At the end of the presentation, according to Straus, Burstein asked if ProCap had been tested for “axial loading,” compression of the neck and spine by a blow to the top of the head. He expressed concern that in a collision of two helmets, one with ProCap and one without, the hard helmet would stick to the ProCap’s softer surface long enough to cause axial loading.
Straus pledged to test for the phenomenon and did, his company paying Pennsylvania State University Biomechanics Laboratory to conduct studies on dummy heads with and without ProCaps. The conclusion: ProCap reduced impacts of collisions by as much as a third.
“It is my opinion that the ProCap should be mandatory for all football players,” Richard Nelson, the lab’s founder, wrote in a report to Straus.
Different Interpretation
Yet when Straus sent the findings to the concussion committee, the panel startled him with a different interpretation. Burstein wasn’t changing his hypothesis, according to Pellman. The Penn State results confirmed “our greatest concern regarding axial loading and catastrophic neck injuries,” Pellman wrote in a December 1995 letter to Tagliabue.
Nelson was a big name -- founding editor of the International Journal of Sports Biomechanics -- and he strenuously disagreed with Burstein, whose primary field was prosthetics.

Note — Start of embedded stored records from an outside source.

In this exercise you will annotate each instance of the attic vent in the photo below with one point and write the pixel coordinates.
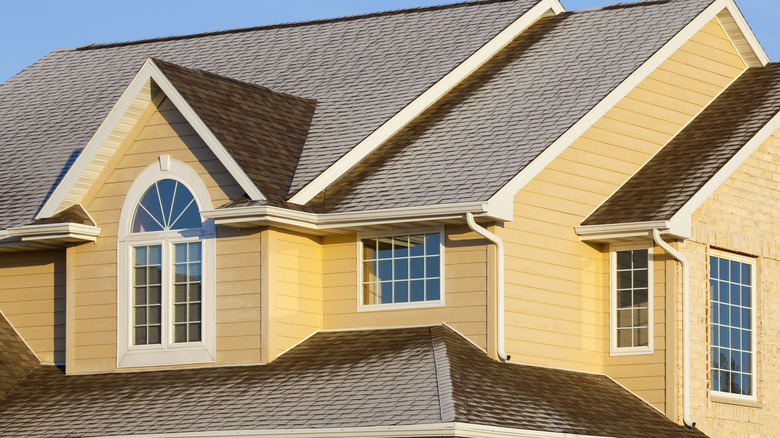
(636, 4)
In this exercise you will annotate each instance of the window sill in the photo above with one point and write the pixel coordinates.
(400, 306)
(161, 357)
(718, 397)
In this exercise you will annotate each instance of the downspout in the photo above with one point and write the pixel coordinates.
(499, 281)
(686, 326)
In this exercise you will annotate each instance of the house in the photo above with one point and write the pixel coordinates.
(484, 219)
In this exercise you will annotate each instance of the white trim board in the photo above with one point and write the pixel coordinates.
(463, 430)
(115, 128)
(684, 214)
(507, 192)
(423, 102)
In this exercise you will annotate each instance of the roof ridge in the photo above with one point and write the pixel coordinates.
(229, 80)
(289, 24)
(441, 366)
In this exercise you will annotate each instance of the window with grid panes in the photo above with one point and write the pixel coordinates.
(731, 324)
(631, 305)
(167, 293)
(401, 269)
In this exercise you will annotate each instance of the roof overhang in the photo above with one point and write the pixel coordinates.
(62, 233)
(460, 430)
(338, 223)
(116, 127)
(424, 101)
(615, 233)
(735, 26)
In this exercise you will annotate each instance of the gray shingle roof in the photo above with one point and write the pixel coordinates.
(672, 177)
(361, 70)
(335, 379)
(263, 130)
(16, 360)
(469, 145)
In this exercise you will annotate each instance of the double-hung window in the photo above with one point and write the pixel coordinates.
(732, 323)
(401, 271)
(631, 301)
(165, 286)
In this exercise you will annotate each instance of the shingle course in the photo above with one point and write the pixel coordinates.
(335, 379)
(674, 175)
(361, 71)
(16, 360)
(472, 142)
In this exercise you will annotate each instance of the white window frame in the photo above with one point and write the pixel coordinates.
(628, 351)
(753, 262)
(167, 352)
(361, 307)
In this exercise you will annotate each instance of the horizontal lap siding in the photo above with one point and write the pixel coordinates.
(742, 216)
(238, 297)
(557, 287)
(159, 131)
(465, 288)
(32, 298)
(296, 285)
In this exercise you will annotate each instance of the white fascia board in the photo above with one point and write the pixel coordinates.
(616, 232)
(461, 430)
(148, 71)
(684, 214)
(748, 35)
(56, 232)
(606, 104)
(424, 101)
(329, 221)
(204, 132)
(52, 205)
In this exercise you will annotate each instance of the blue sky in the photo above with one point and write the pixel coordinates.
(30, 29)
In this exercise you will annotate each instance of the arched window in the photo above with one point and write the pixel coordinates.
(165, 256)
(166, 209)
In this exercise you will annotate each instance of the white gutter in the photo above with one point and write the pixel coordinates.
(62, 232)
(499, 280)
(686, 326)
(262, 215)
(455, 429)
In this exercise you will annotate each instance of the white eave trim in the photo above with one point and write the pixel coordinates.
(687, 210)
(604, 233)
(424, 101)
(461, 430)
(267, 215)
(148, 71)
(63, 232)
(507, 192)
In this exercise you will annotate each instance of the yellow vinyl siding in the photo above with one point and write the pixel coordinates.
(32, 298)
(643, 374)
(238, 297)
(465, 288)
(557, 288)
(742, 216)
(294, 289)
(161, 130)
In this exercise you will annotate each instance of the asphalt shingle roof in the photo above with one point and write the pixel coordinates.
(391, 377)
(16, 360)
(263, 130)
(361, 70)
(674, 175)
(470, 144)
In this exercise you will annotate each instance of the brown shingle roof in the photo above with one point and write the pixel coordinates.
(263, 130)
(672, 177)
(16, 360)
(335, 379)
(361, 70)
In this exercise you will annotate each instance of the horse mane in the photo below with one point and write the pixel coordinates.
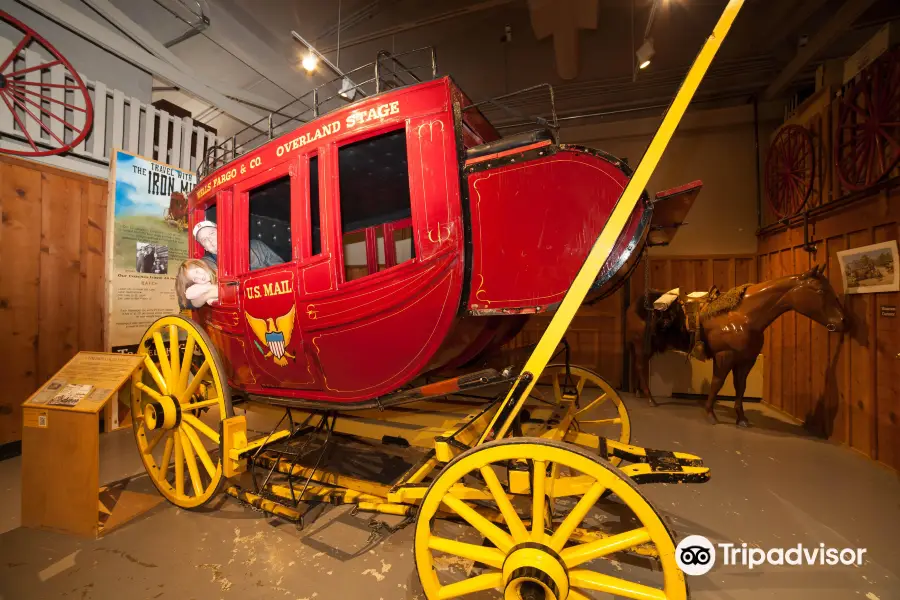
(725, 302)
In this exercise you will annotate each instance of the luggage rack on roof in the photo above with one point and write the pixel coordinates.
(551, 124)
(389, 73)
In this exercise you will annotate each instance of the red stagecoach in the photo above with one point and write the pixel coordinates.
(403, 240)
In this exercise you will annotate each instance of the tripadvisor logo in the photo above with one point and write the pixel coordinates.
(696, 555)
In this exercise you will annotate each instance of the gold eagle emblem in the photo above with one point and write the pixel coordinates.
(274, 334)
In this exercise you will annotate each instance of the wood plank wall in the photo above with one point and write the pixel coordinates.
(596, 335)
(51, 277)
(844, 388)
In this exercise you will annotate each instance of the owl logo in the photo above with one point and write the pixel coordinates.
(274, 334)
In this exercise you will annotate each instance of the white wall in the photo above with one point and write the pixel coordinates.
(88, 59)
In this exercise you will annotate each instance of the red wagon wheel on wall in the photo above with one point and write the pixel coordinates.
(52, 122)
(790, 169)
(867, 136)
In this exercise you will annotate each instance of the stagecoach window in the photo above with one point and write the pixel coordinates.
(375, 203)
(270, 222)
(314, 205)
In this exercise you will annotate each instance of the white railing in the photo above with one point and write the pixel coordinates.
(119, 122)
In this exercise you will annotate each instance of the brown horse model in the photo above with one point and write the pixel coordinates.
(734, 338)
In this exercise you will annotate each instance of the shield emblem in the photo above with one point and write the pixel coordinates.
(275, 342)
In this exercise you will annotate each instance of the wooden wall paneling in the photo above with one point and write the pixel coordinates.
(837, 390)
(775, 331)
(862, 415)
(820, 418)
(887, 361)
(60, 271)
(745, 271)
(20, 243)
(789, 343)
(659, 274)
(763, 266)
(723, 272)
(803, 379)
(682, 275)
(92, 293)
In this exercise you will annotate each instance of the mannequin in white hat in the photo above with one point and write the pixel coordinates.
(261, 256)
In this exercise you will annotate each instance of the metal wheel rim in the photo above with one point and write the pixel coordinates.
(21, 94)
(867, 136)
(606, 477)
(196, 475)
(790, 170)
(620, 430)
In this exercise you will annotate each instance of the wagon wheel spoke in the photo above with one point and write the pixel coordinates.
(200, 426)
(595, 402)
(18, 99)
(19, 121)
(166, 458)
(614, 421)
(576, 516)
(150, 366)
(16, 86)
(191, 461)
(189, 392)
(497, 536)
(179, 466)
(174, 359)
(574, 556)
(538, 499)
(41, 66)
(185, 369)
(492, 557)
(590, 580)
(513, 522)
(487, 581)
(199, 449)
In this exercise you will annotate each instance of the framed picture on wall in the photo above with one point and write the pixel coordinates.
(870, 269)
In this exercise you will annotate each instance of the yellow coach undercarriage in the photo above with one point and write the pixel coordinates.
(523, 472)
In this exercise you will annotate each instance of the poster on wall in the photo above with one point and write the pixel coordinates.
(870, 269)
(145, 245)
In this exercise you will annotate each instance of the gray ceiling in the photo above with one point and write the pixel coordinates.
(248, 45)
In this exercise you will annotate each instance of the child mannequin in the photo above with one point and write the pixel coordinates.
(195, 284)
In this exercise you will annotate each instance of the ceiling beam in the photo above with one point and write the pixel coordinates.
(788, 17)
(840, 21)
(143, 38)
(562, 19)
(409, 26)
(78, 22)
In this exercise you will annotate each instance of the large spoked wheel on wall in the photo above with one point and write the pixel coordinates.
(530, 553)
(179, 397)
(599, 410)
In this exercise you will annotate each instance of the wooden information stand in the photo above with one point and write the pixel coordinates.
(61, 448)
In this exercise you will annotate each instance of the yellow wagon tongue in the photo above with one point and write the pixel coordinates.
(618, 219)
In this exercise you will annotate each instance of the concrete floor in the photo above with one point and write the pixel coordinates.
(772, 486)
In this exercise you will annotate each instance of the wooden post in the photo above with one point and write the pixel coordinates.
(61, 449)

“It is incredible that such a conclusion can be drawn when, in fact, the results show the exact opposite,” Nelson wrote at the time.
Warranty Negated
Even worse, in Straus’s view, the league in June 1996 sent players a memo warning not only that the “standard helmet manufacturer’s warranty may be negated or modified by the use of the ProCap,” but that wearers risked “catastrophic neck injuries, including possible death.”
Wallace, for one, recalls getting the message. When he played his final season for the Kansas City Chiefs in 1997, the team forbade him from wearing the ProCap, he said. Waeckerle, then the Chiefs’ physician, was a member of the concussion committee. He couldn’t be reached for comment.
Riddell salesmen gave copies to dealers in youth sports equipment and ProCap college customers, Straus said. He wrote to the NFL office, accusing Riddell of disseminating a confidential league memo. A league official wrote back, disputing the claim, Straus said.
Asked why it discouraged use of ProCap, Riddell said in a statement that “we recommend against any alterations that change the fit, form or function of our helmets.” Greg Aiello, an NFL spokesman, declined to comment, saying league officials aren’t “interested in looking backward.” Burstein declined to comment, saying his work for the committee was confidential.
Headgear Derailed
The ProCap wasn’t the only non-Riddell headgear that the concussion committee derailed. In 1999, Bike Athletic Co. introduced the Bike Pro Edition helmet, endorsed by the NFL Players Association’s then-president Trace Armstrong. A Miami Dolphins defensive lineman and amateur auto racer, Armstrong had noticed that drivers’ helmets were often upgraded with new technology while football helmets hadn’t changed in decades.
He collaborated with a Bike designer on the Pro Edition, which was lighter and more flexible than earlier helmets. The theory, endorsed by several physicians, was that the reduced weight would make players less fatigued and susceptible to injuries, said Ed Christman, a former Bike marketing executive.
In 2000, as the number of NFL players wearing the Bike Pro Edition climbed to about 100, Pellman, the concussion committee chairman, stated publicly that the helmet failed to withstand hits administered by Biokinetics and Associates Ltd., a Canadian impact-testing company. Pellman’s New York Jets players predominantly wore Riddell. Use of the Bike helmet dwindled.